Perempuan itu diam saja, tak mau peduli. Tak berselang lama di kejauhan, terlihat bayangan seorang misterius bertopi caping dari balik kabut tipis yang berjalan terpincang-pincang, setengah diseret mendekati rumah perempuan itu.
Dia berhenti sebelum sampai di depan rumah perempuan itu, tampak kelelahan berjalan begitu, rupanya dia terdiam sejenak untuk mengatur cara berdirinya. Berbenah diri, tetapi masih tertutupi kabut tipis.
“Hei, kenapa napasmu terdengar kempas-kempis? Lagi menangis ya!,” tukas seorang lelaki misterius dari balik kabut tipis.

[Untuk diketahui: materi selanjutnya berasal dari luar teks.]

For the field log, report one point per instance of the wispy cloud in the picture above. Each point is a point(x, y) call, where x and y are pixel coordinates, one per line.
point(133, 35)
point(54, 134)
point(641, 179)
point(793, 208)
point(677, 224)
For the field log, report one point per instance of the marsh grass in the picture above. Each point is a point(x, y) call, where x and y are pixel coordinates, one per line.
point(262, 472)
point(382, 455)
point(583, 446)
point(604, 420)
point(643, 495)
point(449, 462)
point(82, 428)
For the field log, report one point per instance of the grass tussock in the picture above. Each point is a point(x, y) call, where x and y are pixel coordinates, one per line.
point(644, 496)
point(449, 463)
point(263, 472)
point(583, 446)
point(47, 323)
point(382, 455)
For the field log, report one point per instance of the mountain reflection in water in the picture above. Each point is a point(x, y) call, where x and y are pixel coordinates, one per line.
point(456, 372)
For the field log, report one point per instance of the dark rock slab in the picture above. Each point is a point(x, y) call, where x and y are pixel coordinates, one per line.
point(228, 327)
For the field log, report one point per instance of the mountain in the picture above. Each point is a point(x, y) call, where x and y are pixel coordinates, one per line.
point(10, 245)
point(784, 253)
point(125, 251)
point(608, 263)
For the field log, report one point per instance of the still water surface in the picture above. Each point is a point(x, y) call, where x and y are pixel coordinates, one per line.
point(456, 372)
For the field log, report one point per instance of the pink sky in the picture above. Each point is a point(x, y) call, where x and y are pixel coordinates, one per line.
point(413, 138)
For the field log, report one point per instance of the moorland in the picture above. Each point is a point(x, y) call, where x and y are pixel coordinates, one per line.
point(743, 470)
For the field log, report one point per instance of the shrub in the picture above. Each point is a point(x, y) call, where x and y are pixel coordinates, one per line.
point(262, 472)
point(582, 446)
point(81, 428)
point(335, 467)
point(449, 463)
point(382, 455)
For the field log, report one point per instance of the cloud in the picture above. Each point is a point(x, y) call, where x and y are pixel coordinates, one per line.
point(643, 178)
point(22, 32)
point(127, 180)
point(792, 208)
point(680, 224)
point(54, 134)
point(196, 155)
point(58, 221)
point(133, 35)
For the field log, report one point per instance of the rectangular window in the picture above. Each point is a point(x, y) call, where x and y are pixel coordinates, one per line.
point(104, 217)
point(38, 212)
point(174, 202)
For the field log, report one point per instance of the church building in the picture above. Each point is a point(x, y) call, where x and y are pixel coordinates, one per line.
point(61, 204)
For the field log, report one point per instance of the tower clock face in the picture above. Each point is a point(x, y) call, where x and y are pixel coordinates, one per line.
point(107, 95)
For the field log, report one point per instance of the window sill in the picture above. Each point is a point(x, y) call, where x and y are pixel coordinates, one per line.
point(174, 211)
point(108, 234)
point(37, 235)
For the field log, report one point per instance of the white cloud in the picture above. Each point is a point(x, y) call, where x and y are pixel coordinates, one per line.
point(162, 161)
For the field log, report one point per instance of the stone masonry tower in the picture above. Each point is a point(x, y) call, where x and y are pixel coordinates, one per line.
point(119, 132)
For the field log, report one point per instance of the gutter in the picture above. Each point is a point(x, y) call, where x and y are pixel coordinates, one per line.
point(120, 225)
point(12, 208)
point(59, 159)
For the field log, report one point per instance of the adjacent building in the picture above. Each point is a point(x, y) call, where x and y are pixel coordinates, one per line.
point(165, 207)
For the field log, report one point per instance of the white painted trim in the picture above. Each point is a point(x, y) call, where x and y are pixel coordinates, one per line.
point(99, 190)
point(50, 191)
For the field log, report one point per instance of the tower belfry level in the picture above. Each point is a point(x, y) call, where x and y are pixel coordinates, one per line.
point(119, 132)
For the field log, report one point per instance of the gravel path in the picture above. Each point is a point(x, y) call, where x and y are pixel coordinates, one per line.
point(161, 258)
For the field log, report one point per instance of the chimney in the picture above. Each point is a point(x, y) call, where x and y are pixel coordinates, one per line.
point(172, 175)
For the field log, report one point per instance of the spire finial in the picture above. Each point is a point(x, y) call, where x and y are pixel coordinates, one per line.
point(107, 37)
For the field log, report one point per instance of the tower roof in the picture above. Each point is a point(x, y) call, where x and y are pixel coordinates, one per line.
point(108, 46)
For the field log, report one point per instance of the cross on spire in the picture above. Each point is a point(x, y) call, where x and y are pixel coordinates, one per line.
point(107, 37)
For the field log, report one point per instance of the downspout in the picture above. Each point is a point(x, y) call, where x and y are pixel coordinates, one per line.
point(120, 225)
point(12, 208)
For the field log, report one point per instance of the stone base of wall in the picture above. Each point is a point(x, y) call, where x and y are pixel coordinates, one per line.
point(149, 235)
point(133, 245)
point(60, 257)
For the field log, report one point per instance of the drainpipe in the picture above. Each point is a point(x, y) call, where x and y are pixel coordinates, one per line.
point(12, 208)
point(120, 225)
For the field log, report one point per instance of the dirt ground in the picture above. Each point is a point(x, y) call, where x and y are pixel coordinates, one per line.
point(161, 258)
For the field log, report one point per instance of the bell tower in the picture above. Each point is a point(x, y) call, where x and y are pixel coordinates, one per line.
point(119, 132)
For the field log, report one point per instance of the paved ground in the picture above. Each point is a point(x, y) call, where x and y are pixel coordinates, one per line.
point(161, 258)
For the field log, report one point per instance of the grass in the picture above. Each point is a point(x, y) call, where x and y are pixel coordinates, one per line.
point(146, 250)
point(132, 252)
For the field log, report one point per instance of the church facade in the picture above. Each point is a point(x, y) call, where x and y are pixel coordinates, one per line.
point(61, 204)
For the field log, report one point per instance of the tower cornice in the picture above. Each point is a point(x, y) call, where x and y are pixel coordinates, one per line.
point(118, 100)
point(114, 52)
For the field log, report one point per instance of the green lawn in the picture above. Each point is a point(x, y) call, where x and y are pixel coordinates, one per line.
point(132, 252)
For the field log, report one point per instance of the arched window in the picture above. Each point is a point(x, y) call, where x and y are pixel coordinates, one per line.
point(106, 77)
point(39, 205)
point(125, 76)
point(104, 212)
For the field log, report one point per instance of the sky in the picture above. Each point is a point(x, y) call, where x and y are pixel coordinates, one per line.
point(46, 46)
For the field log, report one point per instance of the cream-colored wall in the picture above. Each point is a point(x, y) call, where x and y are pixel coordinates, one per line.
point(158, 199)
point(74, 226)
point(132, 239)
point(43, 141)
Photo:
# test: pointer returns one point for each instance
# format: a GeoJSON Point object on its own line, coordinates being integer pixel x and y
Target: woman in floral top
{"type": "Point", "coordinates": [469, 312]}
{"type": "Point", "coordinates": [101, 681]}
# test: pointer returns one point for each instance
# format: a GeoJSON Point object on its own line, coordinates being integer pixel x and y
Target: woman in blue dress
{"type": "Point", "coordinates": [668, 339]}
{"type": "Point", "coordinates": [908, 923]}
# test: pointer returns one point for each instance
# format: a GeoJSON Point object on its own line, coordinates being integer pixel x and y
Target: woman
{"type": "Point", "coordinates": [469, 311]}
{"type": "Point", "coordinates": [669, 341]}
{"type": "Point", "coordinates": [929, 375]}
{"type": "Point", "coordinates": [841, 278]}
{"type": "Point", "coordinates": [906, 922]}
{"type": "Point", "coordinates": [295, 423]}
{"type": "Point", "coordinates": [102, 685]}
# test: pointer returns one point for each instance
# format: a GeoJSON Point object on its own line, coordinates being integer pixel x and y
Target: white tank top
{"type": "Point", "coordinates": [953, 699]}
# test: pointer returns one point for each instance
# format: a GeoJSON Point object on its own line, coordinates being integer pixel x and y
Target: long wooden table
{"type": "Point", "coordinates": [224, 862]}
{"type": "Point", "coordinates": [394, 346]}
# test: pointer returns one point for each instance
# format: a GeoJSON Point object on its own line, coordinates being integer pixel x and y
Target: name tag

“Siapa kamu? Apa pedulimu!,” perempuan itu balik bertanya, menggertak.
“Aku pejuang yang baru saja pulang, dari medan pertempuran,” jawabnya dengan nada halus.
“Oh, benarkah itu,” perempuan itu agak terkejut. “Lalu bagaimana dengan kabar negara kita! Apakah tidak jadi dijajah lagi?”
“Bersyukurlah, kemarin negara kita sudah berunding, dan untungnya kerajaan penjajah itu mau mengakui kemerdekaan kita. Hanya saja ada penambahan untuk nama negara kita di belakangnya, ‘Serikat’, tak apalah yang penting tetap merdeka,” jawab lelaki misterius itu.
“Syukurlah, setidaknya perasaanku agak tenang. Dan, seharusnya kekasihku kembali dari perjalanannya, menjemputku,” ujarnya kepada seseorang misterius itu. “Ngomong-ngomong siapa namamu?”
“Akan kujawab, tapi aku punya pertanyaan untukmu. Jawab dulu, baru kuberi tahu siapa namaku!,” tantangnya.
“Boleh, siapa takut!,” perempuan itu menyanggupinya.
“Tempat apa yang meski telah ditinggal jauh oleh hamba pecintanya tanpa kepastian yang jelas untuknya kembali, tetapi tetap terbuka, malah selalu saja ada tempat kembali bagi hamba pecintanya itu, dengan suasana yang masih dipertahankan seperti semula dia tinggal waktu itu, tanpa berubah sedikit pun?,” tanyanya yang sesaat fajar menyingsing, menyinari perlahan wujud seseorang itu.
“Oh, aku tahu. Pasti jawabannya, rumah ibadah,” jawabnya agak girang.
“Kurang tepat! Tapi hampir benar,” kata lelaki misterius itu.
“Terus!” balas perempuan itu menagih, agak jengkel.
“Tempat itu, adalah ruang di hatimu, Wati,” lelaki misterius itu menyibak kabut tipis, seiring turunnya cahaya fajar, dia menunjukan wujudnya.
“Oh, itu kah kamu, Parjo!,” perempuan itu memicingkan matanya, beranjak dari tempat duduknya, masih setengah berdiri.
Perempuan itu tersenyum, menangis, melompat-lompat kegirangan seperti anak kecil. Menuruni tangga rumahnya dengan kaki-kakinya yang bersemangat. Membuka pintu rumahnya. Memeluk belanga yang ada tanaman asoka itu, dua orang menanamnya bersama di pekarangan rumah. Saling menatap kepada satu sama lainnya. Dan, waktu seolah berhenti pagi hari itu.
“Oh, Wati, ini berkat buah kesabaranmu dan kesetiaanmu,” kata Parjo. Lekas memeluk kekasihnya.